A dual-tracer study of extrastriatal 6-[18F]fluoro-m-tyrosine and 6-[18F]-fluoro-L-dopa uptake in Parkinson's disease


Li CT, Palotti M, Holden JE, Oh J, Okonkwo O, Christian BT, Bendlin BB, Buyan-Dent L, Harding SJ, Stone CK, DeJesus OT, Nickles RJ, Gallagher CL.

Synapse. 2014 Aug;68(8):325-31. Epub 2014 Apr 22.

Abstract

6-[(18)F]-Fluoro-L-dopa (FDOPA) has been widely used as a biomarker for catecholamine synthesis, storage, and metabolism--its intense uptake in the striatum, and fainter uptake in other brain regions, is correlated with the symptoms and pathophysiology of Parkinson's disease (PD). 6-[(18)F]fluoro-m-tyrosine (FMT), which also targets L-amino acid decarboxylase, has potential advantages over FDOPA as a radiotracer because it does not form catechol-O-methyltransferase (COMT) metabolites.
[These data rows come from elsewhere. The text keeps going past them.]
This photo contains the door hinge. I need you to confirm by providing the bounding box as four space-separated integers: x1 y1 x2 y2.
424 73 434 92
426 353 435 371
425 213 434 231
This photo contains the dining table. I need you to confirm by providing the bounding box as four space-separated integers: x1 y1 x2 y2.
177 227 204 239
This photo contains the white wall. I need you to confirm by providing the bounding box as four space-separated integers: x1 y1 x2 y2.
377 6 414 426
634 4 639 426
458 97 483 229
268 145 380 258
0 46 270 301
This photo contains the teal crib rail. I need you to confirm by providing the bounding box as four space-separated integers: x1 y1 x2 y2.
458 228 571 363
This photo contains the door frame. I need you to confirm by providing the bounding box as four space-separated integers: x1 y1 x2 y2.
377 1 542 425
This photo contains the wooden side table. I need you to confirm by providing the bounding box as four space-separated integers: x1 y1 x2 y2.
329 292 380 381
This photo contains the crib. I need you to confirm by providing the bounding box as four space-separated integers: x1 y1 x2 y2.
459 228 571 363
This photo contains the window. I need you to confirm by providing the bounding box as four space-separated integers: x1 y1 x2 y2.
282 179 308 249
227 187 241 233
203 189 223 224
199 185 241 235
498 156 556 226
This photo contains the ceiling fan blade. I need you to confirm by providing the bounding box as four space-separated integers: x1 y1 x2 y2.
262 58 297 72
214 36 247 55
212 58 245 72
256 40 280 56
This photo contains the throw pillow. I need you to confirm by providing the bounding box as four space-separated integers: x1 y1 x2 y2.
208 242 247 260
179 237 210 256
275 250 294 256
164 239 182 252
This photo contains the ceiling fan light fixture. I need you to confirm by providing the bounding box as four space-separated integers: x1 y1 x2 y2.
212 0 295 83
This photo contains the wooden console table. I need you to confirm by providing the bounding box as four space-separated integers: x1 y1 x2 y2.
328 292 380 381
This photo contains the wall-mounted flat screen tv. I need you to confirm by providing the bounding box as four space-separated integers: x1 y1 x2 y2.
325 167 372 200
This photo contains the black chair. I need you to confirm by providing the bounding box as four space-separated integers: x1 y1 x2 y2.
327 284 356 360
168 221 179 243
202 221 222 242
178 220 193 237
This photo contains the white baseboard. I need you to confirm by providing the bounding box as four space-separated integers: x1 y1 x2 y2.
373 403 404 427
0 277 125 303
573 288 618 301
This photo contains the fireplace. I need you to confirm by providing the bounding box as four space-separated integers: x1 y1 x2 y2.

The purpose of the present study was to compare the regional distribution of these radiotracers in the brains of PD patients. Fifteen Parkinson's patients were studied with FMT and FDOPA positron emission tomography (PET) as well as high-resolution structural magnetic resonance imaging (MRI). MRI's were automatically parcellated into neuroanatomical regions of interest (ROIs) in Freesurfer (http://surfer.nmr.mgh.harvard.edu); region-specific uptake rate constants (Kocc) were generated from coregistered PET using a Patlak graphical approach. The essential findings were as follows: (1) regional Kocc were highly correlated between the radiotracers and in agreement with a previous FDOPA studies that used different ROI selection techniques; (2) FMT Kocc were higher in extrastriatal regions of relatively large uptake such as amygdala, pallidum, brainstem, hippocampus, entorhinal cortex, and thalamus, whereas cortical Kocc were similar between radiotracers; (3) while subcortical uptake of both radiotracers was related to disease duration and severity, cortical uptake was not. These results suggest that FMT may have advantages for examining pathologic changes within allocortical loop structures, which may contribute to cognitive and emotional symptoms of PD.